Hope Trust’s work falls into three main categories:
- Rescue is mostly focussed upon:
- Family Welfare: Embracing poverty relief interventions for the very poor and needy, in particular those who are not in a position to care for themselves, either because of illness or age. This aspect of our work is intended to provide short-term welfare, relief or rehabilitation to households or individuals until such time as they are able to stand on their own without needing outside support. This is the gospel in action: caring for the orphans and widows in their distress, feeding the hungry, clothing the naked, caring for the sick.
Left: Regular holiday clubs are events at which children are brought together for fun, food and fellowship. These provide opportunities for children to tell their stories and to receive encouragement and prayer.
- Restoration includes:
- Youth development through sport – notably soccer and netball.
- Family economic development including anti-poverty initiatives aimed at empowerment and capacity building. This mostly involves training and mentoring in a wide-range of skills such as small business development, home financial management, savings and home food security. This is the work of equipping people to reach their full potential in God, living productive and harmonious lives and being generous givers.
Left: A soccer team from Sweetwaters played a team from Hilton Christian Fellowship. A wonderful time was had by all with the Sweetwaters team teaching the Hiltonians how to play soccer with a thorough beating.
- Empowering includes:
- Family Life through teaching, training, mentoring in basic life skills
- parenting
- healthy living
- foster parenting
- small business
- savings
- home food security etc.
- Family Life through teaching, training, mentoring in basic life skills
Left: Many young women have graduated through the Parenting Skills course run over 4 days. This programme is proving popular and many older participants have exclaimed that they wish they had had the benefit of such instruction when they were raising their own children. While children are always a focus because of their vulnerability there is a very great need for their adult carers (mother, grandmother, great grandmother, neighbour, aunt etc) to receive teaching on how to raise children. The brokenness of the family in the local society means that many mothers only have instincts for the raising of children and know little of how to intentionally raise them in an atmosphere of love and care.

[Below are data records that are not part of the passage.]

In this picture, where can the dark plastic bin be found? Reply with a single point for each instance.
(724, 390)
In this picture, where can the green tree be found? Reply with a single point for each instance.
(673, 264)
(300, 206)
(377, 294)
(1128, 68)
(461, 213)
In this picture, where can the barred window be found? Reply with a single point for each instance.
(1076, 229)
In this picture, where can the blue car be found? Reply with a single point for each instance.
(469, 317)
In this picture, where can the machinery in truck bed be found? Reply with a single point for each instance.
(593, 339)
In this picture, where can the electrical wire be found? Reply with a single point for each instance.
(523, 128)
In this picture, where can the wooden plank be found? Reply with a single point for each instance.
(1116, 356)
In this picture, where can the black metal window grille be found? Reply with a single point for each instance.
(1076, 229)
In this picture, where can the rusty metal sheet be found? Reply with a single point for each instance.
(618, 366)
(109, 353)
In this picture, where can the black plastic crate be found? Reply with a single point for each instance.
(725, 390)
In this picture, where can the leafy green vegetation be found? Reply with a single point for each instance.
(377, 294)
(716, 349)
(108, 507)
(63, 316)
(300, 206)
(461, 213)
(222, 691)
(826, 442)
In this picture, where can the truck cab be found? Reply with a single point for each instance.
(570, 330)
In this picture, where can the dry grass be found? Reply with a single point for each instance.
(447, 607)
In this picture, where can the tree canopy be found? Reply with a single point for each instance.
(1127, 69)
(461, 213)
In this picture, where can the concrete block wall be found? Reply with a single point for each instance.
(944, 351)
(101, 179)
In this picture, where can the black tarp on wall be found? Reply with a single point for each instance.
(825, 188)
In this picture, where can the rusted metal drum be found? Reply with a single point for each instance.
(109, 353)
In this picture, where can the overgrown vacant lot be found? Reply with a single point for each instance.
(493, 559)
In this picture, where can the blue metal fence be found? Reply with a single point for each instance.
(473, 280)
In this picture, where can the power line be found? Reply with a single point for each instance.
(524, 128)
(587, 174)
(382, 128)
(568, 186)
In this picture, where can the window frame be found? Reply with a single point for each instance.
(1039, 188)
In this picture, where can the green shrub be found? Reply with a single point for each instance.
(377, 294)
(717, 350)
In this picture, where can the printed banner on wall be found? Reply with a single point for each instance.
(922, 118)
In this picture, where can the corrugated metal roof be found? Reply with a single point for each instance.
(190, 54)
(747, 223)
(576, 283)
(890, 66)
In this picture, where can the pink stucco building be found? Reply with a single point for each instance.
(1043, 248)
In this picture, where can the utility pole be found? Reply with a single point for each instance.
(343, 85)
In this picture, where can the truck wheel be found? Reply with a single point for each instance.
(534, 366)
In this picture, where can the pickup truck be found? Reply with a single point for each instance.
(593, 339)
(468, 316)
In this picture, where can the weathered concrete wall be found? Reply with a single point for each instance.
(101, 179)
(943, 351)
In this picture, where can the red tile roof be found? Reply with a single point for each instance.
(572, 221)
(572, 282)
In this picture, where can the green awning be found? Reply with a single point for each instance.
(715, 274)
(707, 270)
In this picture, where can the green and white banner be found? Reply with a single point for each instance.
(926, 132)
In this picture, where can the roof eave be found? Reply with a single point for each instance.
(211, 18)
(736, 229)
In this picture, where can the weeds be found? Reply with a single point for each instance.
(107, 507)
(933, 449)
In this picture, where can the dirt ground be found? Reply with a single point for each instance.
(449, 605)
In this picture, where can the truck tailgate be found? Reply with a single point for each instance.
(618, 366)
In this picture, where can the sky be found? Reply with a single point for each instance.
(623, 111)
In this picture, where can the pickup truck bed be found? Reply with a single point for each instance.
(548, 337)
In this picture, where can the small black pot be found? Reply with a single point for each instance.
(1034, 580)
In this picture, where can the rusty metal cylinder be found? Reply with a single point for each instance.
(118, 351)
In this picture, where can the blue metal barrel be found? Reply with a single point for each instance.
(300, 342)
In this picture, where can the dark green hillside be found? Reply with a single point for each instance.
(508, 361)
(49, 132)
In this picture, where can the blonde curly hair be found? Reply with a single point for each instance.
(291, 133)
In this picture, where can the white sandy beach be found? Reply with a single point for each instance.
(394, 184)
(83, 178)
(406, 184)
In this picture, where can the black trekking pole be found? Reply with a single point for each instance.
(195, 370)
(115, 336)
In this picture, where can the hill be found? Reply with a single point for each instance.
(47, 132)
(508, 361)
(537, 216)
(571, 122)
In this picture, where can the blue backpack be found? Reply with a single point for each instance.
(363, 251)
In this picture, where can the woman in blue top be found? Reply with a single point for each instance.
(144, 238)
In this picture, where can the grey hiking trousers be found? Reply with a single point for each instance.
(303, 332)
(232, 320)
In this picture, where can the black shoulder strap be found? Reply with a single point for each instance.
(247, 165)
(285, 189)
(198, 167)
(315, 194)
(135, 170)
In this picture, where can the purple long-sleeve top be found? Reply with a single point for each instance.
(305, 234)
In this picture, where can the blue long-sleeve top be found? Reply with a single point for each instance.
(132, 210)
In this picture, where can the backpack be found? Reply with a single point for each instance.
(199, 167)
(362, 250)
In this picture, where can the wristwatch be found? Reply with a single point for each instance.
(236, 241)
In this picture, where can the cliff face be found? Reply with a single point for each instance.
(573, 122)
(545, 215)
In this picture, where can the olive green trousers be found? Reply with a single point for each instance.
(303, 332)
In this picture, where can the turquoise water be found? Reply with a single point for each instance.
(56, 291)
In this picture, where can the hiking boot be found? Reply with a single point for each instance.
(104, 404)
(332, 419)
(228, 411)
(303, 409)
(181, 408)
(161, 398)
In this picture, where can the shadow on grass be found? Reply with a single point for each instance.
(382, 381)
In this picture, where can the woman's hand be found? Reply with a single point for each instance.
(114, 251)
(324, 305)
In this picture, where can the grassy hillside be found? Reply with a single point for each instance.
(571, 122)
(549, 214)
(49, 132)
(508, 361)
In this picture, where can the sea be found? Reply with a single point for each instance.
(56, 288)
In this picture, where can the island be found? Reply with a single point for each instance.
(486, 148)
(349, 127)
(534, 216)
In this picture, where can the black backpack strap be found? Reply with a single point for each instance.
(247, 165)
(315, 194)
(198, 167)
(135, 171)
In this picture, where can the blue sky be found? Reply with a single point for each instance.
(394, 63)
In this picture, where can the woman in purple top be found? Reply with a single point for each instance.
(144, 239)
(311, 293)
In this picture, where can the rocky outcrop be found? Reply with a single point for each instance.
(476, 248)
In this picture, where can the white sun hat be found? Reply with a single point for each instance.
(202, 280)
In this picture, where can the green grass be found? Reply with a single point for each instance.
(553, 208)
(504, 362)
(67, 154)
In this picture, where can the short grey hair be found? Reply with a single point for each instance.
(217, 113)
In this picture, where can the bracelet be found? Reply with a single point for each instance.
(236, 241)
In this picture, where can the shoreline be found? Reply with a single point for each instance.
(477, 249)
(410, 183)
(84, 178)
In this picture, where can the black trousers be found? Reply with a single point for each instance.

STILL TO COME…….Developing a foster parenting programme including selection and establishment of “safe houses” coupled with equipping foster carers with the skills for loving and caring appropriately for OVCs.
Target group:
To date, the main beneficiaries of our work have been residents of Sweetwaters, a very poor and broken community on the outskirts of the city of Pietermaritzburg in KwaZulu-Natal, South Africa. Sweetwaters has an exceptionally high level of unemployment, disease and poverty. Surveys conducted jointly by the government and a local university found that Sweetwaters has one of the highest recorded rates of HIV infection in South Africa. It is also a TB hotspot, with one of the highest rates of TB infection in the country (and South Africa has one of the highest incidences of TB in the world)! These high levels of HIV/TB infection have contributed to a breakdown of family life where many orphaned and vulnerable children are growing up without adult supervision or care, are going hungry, are missing out on an education due to an inability to get to school or buy school uniforms, and are open to abuse and exploitation. Child-headed homes are prolific, as are homes headed by elderly grandmothers (gogo’s) who are themselves sickly and needing care and rest. These “gogo’s” are unable to cope financially, physically or emotionally with caring for a household of orphaned grandchildren and great-grandchildren. It is a community in a state of crisis and in need of God’s love, hope and saving grace.
We are convinced that our programmes should be extended to the larger community in Vulindlela (the rural western portion of Msunduzi Municipality – wards 1,2,3,4,6,7,8,9 – which accommodates 250, 000 people (source: Vulindlela Spatial Development Plan, 2017).